We collected data from 2,011 visits for the 2017 QSR Drive-Thru Study with the following breakdown by chain: Arby’s (169), Burger King (171), Carl’s Jr. (88), Chick-fil-A (183), Dunkin’ Donuts (169), Hardee’s (84), KFC (167), McDonald’s (179), Panera Bread (76), Raising Cane’s (75), Starbucks (168), Taco Bell (167), Tim Horton’s (76), Wendy’s (165), and Zaxby’s (75). Visits were conducted across the country, across 156 markets. No restaurant location was visited more than once. All data was collected between June 1 and July 30, 2017.
Daypart analysis was based on the time of day of the visit—breakfast (5–9 a.m.), mid morning (9–11:30 a.m.), lunch (11:30 a.m. to 1:30 p.m.), late afternoon (1:30–4 p.m.), and dinner (4–7 p.m.). The distribution of visits mirrored revenue by daypart.
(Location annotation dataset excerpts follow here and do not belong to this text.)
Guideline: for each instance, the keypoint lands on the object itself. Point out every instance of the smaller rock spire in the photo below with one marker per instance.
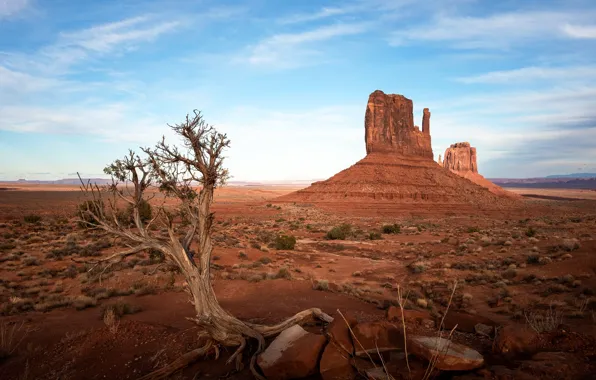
(426, 121)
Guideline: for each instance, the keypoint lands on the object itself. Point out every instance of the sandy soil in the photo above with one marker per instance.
(561, 194)
(508, 264)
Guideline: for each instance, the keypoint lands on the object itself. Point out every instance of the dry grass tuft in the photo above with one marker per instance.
(110, 319)
(545, 321)
(10, 338)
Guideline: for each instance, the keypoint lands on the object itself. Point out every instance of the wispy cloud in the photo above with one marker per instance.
(533, 73)
(76, 46)
(289, 50)
(10, 8)
(318, 15)
(494, 31)
(579, 31)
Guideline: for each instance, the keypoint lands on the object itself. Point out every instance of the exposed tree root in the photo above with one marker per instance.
(300, 318)
(233, 332)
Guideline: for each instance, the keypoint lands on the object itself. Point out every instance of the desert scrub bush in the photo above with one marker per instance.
(7, 246)
(156, 256)
(30, 261)
(82, 302)
(111, 320)
(531, 232)
(321, 285)
(10, 338)
(340, 232)
(53, 301)
(391, 229)
(142, 288)
(145, 211)
(265, 260)
(283, 273)
(285, 242)
(418, 267)
(544, 321)
(84, 211)
(533, 258)
(570, 244)
(32, 218)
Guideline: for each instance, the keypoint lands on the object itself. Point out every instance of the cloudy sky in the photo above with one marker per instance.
(83, 81)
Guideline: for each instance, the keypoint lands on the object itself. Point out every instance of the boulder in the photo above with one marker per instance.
(371, 338)
(553, 365)
(484, 330)
(410, 316)
(338, 331)
(465, 322)
(293, 354)
(460, 157)
(335, 364)
(516, 339)
(449, 356)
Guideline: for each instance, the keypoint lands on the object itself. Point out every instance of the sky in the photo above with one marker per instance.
(83, 81)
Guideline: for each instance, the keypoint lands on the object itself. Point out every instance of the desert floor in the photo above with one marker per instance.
(532, 263)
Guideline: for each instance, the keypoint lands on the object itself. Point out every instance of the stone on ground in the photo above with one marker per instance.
(335, 364)
(516, 339)
(372, 338)
(339, 332)
(293, 354)
(449, 356)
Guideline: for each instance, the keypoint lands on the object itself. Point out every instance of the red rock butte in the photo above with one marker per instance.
(461, 159)
(399, 166)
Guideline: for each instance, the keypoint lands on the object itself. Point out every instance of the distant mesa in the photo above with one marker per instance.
(399, 166)
(461, 159)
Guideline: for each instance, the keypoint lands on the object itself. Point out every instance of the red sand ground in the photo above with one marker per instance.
(362, 274)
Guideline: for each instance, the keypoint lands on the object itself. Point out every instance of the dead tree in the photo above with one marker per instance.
(176, 173)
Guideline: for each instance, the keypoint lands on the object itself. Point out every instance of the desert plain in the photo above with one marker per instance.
(534, 264)
(420, 269)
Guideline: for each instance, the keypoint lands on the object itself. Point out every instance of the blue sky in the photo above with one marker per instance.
(83, 81)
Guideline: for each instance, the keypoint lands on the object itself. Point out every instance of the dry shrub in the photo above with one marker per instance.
(10, 338)
(111, 320)
(544, 321)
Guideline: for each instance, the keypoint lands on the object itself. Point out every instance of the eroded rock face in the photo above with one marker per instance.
(460, 157)
(389, 126)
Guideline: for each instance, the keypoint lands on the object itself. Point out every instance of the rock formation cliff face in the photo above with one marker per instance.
(399, 167)
(460, 157)
(389, 127)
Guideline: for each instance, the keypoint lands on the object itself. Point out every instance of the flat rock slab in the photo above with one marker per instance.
(335, 364)
(293, 354)
(372, 338)
(449, 356)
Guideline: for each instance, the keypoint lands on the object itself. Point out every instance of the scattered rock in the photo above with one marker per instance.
(552, 365)
(335, 364)
(449, 356)
(293, 354)
(570, 244)
(484, 330)
(516, 339)
(371, 338)
(413, 316)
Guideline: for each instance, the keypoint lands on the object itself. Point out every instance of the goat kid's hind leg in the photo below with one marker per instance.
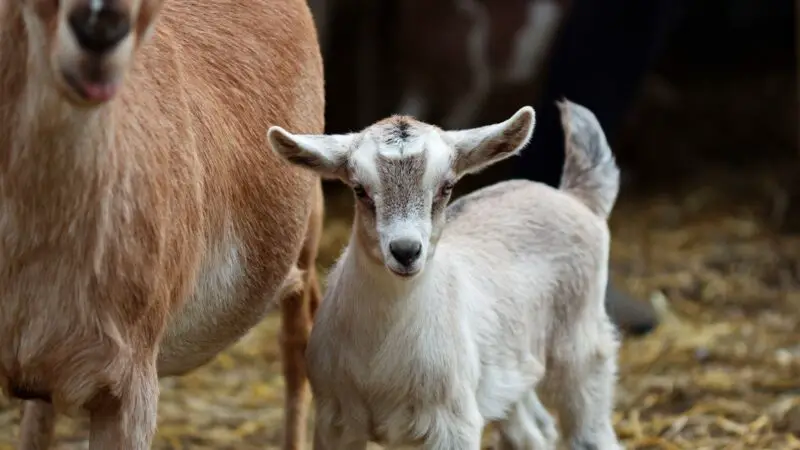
(127, 420)
(586, 392)
(297, 313)
(38, 424)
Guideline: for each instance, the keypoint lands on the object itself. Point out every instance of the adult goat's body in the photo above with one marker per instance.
(500, 294)
(144, 234)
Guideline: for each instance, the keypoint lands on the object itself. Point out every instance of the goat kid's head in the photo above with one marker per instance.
(402, 172)
(85, 47)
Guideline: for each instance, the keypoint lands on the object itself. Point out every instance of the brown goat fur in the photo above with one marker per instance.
(143, 233)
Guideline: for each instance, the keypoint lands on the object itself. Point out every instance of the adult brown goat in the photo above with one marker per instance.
(144, 224)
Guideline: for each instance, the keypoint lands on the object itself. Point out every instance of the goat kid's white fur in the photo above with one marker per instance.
(505, 298)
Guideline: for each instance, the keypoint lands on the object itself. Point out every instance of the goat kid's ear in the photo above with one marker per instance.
(478, 148)
(325, 154)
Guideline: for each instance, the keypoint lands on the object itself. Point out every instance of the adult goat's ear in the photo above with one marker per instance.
(478, 148)
(325, 154)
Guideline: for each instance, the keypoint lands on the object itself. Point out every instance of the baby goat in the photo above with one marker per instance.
(439, 320)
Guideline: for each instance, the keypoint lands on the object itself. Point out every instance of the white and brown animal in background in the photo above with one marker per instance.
(144, 223)
(438, 320)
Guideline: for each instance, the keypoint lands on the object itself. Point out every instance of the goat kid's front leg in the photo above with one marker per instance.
(457, 431)
(328, 436)
(38, 425)
(127, 420)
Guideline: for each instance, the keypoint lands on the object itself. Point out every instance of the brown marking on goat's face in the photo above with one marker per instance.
(87, 74)
(403, 172)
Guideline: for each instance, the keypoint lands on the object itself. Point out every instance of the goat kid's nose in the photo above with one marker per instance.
(99, 30)
(405, 251)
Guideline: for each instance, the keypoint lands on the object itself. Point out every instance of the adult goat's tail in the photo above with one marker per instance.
(590, 172)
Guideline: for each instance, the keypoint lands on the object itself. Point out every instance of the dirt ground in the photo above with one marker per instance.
(720, 373)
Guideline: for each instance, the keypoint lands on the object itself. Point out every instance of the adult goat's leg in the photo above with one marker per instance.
(126, 420)
(297, 310)
(38, 424)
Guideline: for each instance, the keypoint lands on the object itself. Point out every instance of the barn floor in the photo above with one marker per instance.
(721, 372)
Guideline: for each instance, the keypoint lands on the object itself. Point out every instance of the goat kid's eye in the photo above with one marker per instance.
(446, 189)
(361, 193)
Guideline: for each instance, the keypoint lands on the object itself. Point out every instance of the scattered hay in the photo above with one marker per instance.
(720, 373)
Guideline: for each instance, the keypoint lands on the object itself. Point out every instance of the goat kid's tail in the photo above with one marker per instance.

Upon each visit, a data collection specialist surveyed the drive-thru lane and then entered the line as any other customer. Each order placed by our researchers consisted of one main item, one side item, and one beverage. A minor special request was also made with each order, such as beverage with no ice. Although two different speed-of-service times were recorded for each visit (one for the researchers’ order/experience and another from a randomly selected vehicle), all tables within this feature are related to the researcher’s’ own vehicle and experience only, as this was the controlled order. Service time was defined as the time from stopping at the order station to receipt of all items (including change). Additional data collected by each researcher included but was not limited to: order accuracy, drive-thru and exterior appearance, speaker clarity, and customer service. All purchases were made using cash so as not to influence timing.